In view of the above, there is an urgent need for an immunochromatography method that has high precision, low detection background signal, high sensitivity, and wide linear range when simultaneously detecting a plurality of proteins.
Disclosure of Invention
The invention aims to provide a fluorescence immunochromatography kit for PCT/MIF/sTREM-1 combined detection, which has the advantages of high precision, low detection background signal, high sensitivity, wide linear range and simplicity in operation.
The invention provides a fluorescence immunochromatography kit for PCT/MIF/sTREM-1 joint detection, which comprises a fluorescence immunochromatography test strip, wherein the test strip comprises a sample pad 1, a fluorescence pad 2, a bottom plate 3, a coating film 8 and a water absorption pad 9, the sample pad 1, the fluorescence pad 2, the coating film 8 and the water absorption pad 9 are sequentially connected and fixed on the bottom plate 3 in the horizontal direction, a detection line and a quality control line 7 are coated on the coating film 8, the fluorescence pad 2 comprises an antibody-marked immunofluorescence microsphere, and the antibody-marked immunofluorescence microsphere comprises a PCT monoclonal antibody-marked immunofluorescence microsphere, an MIF monoclonal antibody-marked immunofluorescence microsphere and an sTREM-1 monoclonal antibody-marked immunofluorescence microsphere.
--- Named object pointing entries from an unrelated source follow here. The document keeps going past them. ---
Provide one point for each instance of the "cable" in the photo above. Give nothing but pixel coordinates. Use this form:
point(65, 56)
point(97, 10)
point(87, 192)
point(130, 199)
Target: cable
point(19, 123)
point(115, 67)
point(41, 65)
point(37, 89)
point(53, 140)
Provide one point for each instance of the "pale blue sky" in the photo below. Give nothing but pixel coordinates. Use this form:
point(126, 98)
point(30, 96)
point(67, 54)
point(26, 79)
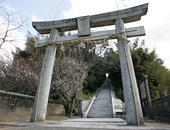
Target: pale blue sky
point(156, 21)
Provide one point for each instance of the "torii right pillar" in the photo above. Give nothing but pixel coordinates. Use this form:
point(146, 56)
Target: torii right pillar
point(134, 113)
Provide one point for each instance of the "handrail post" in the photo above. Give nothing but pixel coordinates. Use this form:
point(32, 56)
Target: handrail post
point(148, 97)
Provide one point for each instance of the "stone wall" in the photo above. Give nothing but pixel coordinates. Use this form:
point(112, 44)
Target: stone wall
point(14, 106)
point(161, 107)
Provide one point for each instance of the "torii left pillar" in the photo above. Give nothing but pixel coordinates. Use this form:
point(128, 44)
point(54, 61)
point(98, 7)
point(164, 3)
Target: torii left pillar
point(41, 100)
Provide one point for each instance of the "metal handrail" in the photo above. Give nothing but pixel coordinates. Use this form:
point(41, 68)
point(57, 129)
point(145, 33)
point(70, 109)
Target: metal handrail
point(89, 107)
point(112, 101)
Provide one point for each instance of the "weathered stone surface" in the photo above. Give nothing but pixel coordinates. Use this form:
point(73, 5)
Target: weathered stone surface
point(105, 19)
point(132, 101)
point(41, 101)
point(96, 36)
point(83, 26)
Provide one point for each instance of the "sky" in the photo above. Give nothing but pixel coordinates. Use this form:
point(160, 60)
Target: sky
point(156, 22)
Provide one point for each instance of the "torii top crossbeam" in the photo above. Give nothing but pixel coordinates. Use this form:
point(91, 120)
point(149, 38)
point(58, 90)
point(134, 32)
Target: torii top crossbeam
point(128, 15)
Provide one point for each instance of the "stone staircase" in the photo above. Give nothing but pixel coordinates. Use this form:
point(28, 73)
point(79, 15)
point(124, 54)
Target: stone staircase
point(102, 106)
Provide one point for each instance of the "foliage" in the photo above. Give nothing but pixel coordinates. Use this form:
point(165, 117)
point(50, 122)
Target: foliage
point(145, 63)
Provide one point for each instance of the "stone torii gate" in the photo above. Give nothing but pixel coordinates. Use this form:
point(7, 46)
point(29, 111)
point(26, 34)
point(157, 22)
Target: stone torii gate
point(134, 113)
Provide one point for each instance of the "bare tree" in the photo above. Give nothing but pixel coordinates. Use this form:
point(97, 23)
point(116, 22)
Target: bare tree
point(11, 24)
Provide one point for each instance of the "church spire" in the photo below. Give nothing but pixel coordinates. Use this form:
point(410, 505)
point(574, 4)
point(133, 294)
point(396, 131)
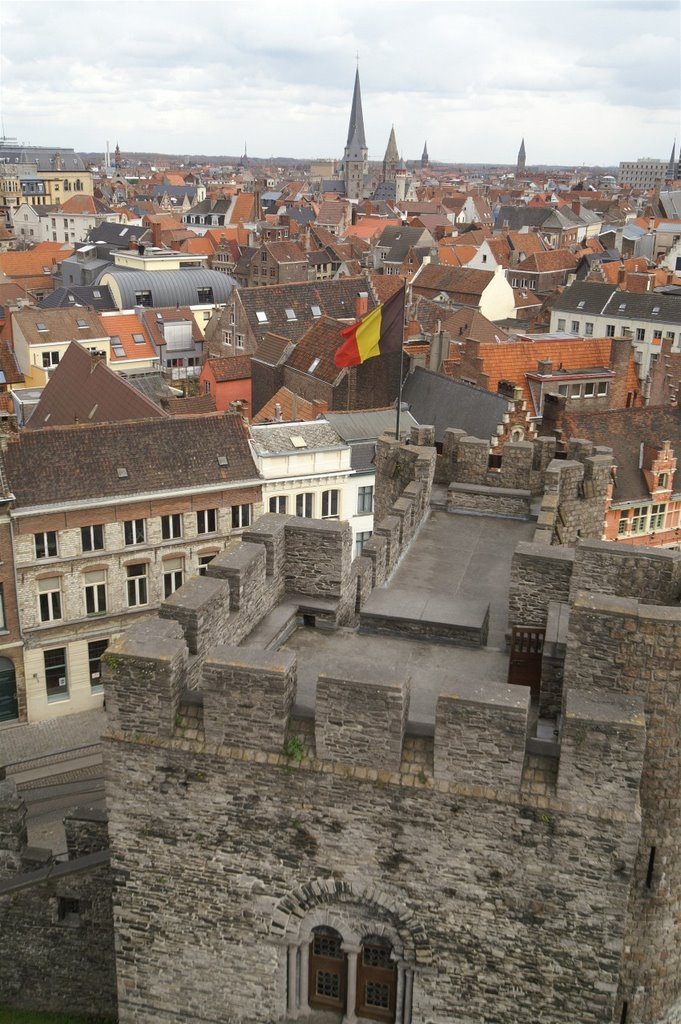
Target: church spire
point(391, 159)
point(355, 131)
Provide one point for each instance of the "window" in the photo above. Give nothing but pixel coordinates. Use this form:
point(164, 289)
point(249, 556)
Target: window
point(56, 679)
point(137, 585)
point(133, 531)
point(241, 516)
point(171, 526)
point(204, 560)
point(639, 516)
point(207, 521)
point(304, 505)
point(95, 592)
point(366, 499)
point(360, 540)
point(45, 544)
point(92, 538)
point(657, 516)
point(172, 576)
point(95, 649)
point(49, 599)
point(330, 504)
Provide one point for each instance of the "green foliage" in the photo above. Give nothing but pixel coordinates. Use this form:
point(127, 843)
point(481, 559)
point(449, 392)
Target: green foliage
point(294, 749)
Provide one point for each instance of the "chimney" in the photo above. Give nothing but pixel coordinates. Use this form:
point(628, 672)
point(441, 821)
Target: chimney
point(362, 304)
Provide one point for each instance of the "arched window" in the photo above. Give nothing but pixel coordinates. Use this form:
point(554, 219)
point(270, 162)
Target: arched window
point(8, 708)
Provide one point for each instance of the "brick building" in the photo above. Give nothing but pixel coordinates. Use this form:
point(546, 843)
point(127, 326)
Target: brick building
point(140, 506)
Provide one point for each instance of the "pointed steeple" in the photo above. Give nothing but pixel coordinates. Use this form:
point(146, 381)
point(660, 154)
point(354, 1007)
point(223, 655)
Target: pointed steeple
point(355, 131)
point(391, 159)
point(355, 158)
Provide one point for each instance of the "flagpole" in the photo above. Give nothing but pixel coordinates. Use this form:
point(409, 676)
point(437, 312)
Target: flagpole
point(401, 370)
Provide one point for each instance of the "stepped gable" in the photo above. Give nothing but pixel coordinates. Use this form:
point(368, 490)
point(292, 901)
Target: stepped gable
point(127, 459)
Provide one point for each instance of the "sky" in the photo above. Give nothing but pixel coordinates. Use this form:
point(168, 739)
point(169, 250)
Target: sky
point(587, 82)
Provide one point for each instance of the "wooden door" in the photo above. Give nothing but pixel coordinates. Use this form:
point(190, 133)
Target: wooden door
point(328, 971)
point(8, 709)
point(377, 982)
point(525, 662)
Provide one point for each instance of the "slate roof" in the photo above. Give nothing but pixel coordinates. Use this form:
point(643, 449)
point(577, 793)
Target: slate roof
point(440, 401)
point(365, 425)
point(98, 298)
point(83, 462)
point(314, 352)
point(231, 368)
point(277, 438)
point(61, 325)
point(605, 300)
point(334, 298)
point(272, 349)
point(80, 391)
point(624, 430)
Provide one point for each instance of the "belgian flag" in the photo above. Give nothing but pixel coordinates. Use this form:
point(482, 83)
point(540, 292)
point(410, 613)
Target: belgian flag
point(380, 332)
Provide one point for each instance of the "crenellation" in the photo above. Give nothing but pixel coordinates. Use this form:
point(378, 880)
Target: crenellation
point(480, 734)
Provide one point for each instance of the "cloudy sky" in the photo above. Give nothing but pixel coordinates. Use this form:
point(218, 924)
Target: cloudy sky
point(593, 81)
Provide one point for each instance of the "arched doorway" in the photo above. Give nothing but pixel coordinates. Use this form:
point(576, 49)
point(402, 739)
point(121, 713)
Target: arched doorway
point(328, 970)
point(8, 707)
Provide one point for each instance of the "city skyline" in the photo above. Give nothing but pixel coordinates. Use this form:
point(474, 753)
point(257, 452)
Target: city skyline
point(207, 77)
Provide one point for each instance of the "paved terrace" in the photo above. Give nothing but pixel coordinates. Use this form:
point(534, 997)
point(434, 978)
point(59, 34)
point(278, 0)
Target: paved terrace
point(454, 557)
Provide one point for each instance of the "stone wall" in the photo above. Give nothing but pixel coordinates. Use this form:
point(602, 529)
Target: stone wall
point(56, 927)
point(482, 881)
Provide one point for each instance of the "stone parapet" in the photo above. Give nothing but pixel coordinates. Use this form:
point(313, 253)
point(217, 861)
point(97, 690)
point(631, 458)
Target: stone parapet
point(480, 733)
point(360, 722)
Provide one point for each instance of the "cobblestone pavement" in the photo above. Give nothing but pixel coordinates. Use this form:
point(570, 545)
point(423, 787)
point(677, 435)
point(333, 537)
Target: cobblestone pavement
point(26, 742)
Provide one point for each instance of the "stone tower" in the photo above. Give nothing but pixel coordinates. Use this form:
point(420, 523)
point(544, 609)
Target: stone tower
point(670, 173)
point(391, 159)
point(355, 157)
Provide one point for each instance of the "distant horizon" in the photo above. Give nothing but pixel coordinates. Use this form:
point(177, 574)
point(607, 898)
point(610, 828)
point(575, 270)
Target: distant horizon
point(468, 76)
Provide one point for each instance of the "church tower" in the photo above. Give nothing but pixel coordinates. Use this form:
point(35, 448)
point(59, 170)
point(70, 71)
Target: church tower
point(355, 157)
point(391, 159)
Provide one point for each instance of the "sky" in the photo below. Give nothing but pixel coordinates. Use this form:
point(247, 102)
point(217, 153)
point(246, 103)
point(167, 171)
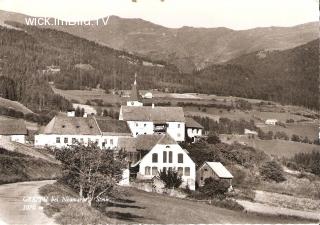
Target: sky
point(234, 14)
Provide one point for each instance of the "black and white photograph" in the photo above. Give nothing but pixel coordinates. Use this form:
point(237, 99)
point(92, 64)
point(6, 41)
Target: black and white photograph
point(159, 112)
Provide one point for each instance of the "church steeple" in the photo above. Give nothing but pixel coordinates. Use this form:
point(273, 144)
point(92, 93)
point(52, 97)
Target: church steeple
point(135, 98)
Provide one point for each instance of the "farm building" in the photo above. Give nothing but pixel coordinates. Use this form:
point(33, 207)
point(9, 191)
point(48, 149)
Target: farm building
point(271, 122)
point(13, 130)
point(162, 152)
point(250, 133)
point(63, 131)
point(194, 130)
point(215, 170)
point(146, 120)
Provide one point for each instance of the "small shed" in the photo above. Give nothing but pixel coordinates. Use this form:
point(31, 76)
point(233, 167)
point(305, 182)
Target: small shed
point(14, 130)
point(215, 170)
point(271, 122)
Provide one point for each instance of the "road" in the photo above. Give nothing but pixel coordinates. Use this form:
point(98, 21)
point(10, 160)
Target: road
point(151, 208)
point(20, 204)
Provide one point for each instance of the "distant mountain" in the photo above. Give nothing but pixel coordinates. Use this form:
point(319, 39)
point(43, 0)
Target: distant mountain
point(187, 47)
point(288, 76)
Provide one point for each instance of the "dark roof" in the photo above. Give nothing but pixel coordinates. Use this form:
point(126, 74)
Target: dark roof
point(112, 126)
point(13, 127)
point(155, 114)
point(135, 95)
point(127, 143)
point(72, 126)
point(147, 142)
point(190, 122)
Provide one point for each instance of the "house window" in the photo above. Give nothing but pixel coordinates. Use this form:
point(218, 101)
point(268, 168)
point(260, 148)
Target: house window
point(180, 171)
point(164, 156)
point(154, 170)
point(154, 157)
point(147, 170)
point(187, 171)
point(180, 158)
point(170, 157)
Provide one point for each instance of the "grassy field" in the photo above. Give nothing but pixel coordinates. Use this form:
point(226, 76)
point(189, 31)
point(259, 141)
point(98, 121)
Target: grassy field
point(278, 148)
point(14, 105)
point(309, 130)
point(142, 207)
point(17, 167)
point(82, 96)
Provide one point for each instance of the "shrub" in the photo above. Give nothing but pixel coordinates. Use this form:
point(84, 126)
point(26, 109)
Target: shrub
point(213, 139)
point(171, 178)
point(215, 188)
point(272, 171)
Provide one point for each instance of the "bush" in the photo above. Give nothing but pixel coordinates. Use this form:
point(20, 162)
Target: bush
point(215, 188)
point(171, 178)
point(213, 139)
point(272, 171)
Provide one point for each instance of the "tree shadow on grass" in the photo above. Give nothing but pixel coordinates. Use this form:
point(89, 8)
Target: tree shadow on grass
point(114, 204)
point(123, 216)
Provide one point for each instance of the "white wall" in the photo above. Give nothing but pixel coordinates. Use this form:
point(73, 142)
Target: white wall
point(144, 127)
point(194, 132)
point(140, 127)
point(50, 140)
point(18, 138)
point(176, 149)
point(176, 130)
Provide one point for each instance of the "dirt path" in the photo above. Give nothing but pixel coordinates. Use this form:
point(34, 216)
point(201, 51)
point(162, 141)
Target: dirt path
point(143, 207)
point(17, 208)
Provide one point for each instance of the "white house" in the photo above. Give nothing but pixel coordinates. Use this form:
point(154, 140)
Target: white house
point(214, 170)
point(153, 119)
point(13, 130)
point(271, 122)
point(164, 153)
point(194, 130)
point(63, 131)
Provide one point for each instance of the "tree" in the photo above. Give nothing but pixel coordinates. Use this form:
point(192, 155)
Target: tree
point(295, 138)
point(89, 170)
point(271, 170)
point(171, 178)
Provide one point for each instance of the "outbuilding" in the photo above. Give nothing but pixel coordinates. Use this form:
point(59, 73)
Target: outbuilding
point(214, 170)
point(13, 130)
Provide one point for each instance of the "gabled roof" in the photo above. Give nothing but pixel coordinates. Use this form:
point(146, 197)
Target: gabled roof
point(127, 143)
point(13, 127)
point(72, 126)
point(147, 142)
point(219, 169)
point(190, 122)
point(154, 114)
point(109, 126)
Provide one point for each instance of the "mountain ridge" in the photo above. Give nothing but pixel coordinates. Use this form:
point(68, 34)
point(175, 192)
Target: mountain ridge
point(188, 48)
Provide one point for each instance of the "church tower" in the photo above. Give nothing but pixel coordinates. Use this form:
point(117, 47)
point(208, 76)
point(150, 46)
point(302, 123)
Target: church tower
point(135, 98)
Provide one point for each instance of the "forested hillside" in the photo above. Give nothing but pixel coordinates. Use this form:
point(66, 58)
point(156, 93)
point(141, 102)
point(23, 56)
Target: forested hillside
point(288, 77)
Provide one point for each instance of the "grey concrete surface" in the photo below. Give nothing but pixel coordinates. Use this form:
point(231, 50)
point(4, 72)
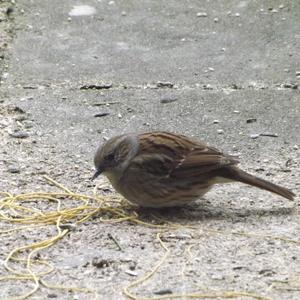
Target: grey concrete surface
point(237, 63)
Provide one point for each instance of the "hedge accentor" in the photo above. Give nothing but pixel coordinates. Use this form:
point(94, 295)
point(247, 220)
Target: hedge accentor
point(161, 169)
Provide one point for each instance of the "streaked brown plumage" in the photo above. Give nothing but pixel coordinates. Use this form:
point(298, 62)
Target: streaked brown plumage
point(162, 169)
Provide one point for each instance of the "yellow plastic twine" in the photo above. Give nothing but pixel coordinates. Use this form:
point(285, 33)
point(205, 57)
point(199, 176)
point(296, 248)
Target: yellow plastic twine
point(24, 264)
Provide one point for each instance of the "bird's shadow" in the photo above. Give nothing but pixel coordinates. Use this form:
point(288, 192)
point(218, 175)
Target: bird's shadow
point(204, 210)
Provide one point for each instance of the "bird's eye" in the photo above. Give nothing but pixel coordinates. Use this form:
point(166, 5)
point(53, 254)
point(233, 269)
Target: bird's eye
point(110, 156)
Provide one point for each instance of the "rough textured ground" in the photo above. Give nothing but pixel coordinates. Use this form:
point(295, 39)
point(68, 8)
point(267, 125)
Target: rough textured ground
point(164, 67)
In some embodiments, the sample pad 1 is a buffer treated sample pad 1. Preferably, the sample pad is treated with PBS buffer; the concentration of the PBS buffer is preferably 10mM and the pH is preferably 7.0-7.5. Further, the PBS buffer contains 0.5% (w/v%) BSA,0.5% (w/v%) Tween-20; the sample pad treated by the PBS buffer solution containing 0.5% (w/v%) BSA and 0.5% (w/v%) Tween-20 can effectively reduce the interference of detection background signals and improve the sensitivity of PCT, MIF, sTREM-1 detection. More preferably, the PBS buffer comprises 0.5% (w/v%) BSA,0.5% (w/v%) Tween-20,0.03% (w/v%) casein, 0.05% (w/v%) sucrose, 0.01% (w/v%) calcium chloride. The inventor of the present application found that 0.03% (w/v%) casein, 0.05% (w/v%) sucrose and 0.01% (w/v%) calcium chloride were added to the treatment solution to post-treat the sample pad, and the sample pad was more effective for detecting antigens of MIF and sTREM-1, and the interference of detection background signals was effectively reduced, and the sensitivity of both detection was improved.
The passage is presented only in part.